熱狂する観衆、クールな羽生結弦。完璧な王者がリンクに帰ってきた (2ページ目)

  • 折山淑美●取材・文 text by Oriyama Toshimi
  • photo by JMPA/Noto Sunao

 後半のトリプルアクセルもきれいに決めて勢いをつけ、4回転トーループ+3回転トーループの連続ジャンプからキレのあるステップに移る。『バラード第1番ト短調』というプログラムを、全体の流れだけではなく、ジャンプの跳び方やスピンの回り方などまで含めて、すべてコントロールしているような演技だった。

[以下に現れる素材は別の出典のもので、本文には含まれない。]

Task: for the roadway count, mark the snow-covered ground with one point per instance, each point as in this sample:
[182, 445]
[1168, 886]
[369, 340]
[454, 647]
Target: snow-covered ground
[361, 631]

「江陵に入ってからはジャンプの本数を制限していて、特にサルコウに関しては体が動いていない部分があったと思います。そこに刺激を与えるような形で練習していたんですが、本番では思った通りに体が動いてくれましたね。しばらく試合では跳んでいなくても、自分の体がジャンプの感覚を覚えていると思っていました。アクセルもトーループもサルコウも、何年間も一緒に戦ってきたジャンプなので、そういった感謝を込めながら跳びました」

 最後のチェンジフットコンビネーションスピンはレベル3と取りこぼしたが、出来栄え点(GOE)の加点は2点と3点をずらりと並べた。初めてSPで110点台を出した2015年のGPファイナルと比較しても、連続ジャンプが後半に入っていることを考慮に入れれば、ほぼ同じくらいの得点が出る構成になっていた。演技構成点は若干低かったが、それは久しぶりの試合だったことも影響しているだろう。

 16日のSPで羽生が演じたバラードには、「現時点でやれることをやるだけ」という冷静な気持ちが表れていた。落ち着いていたとはいえ、あっさりノーミスで演じきってしまうのが彼のすごさだ。

 17日のフリーでも羽生が冷静に自分の演技に徹することができれば、おのずと2大会連続の五輪金メダルが見えてくる。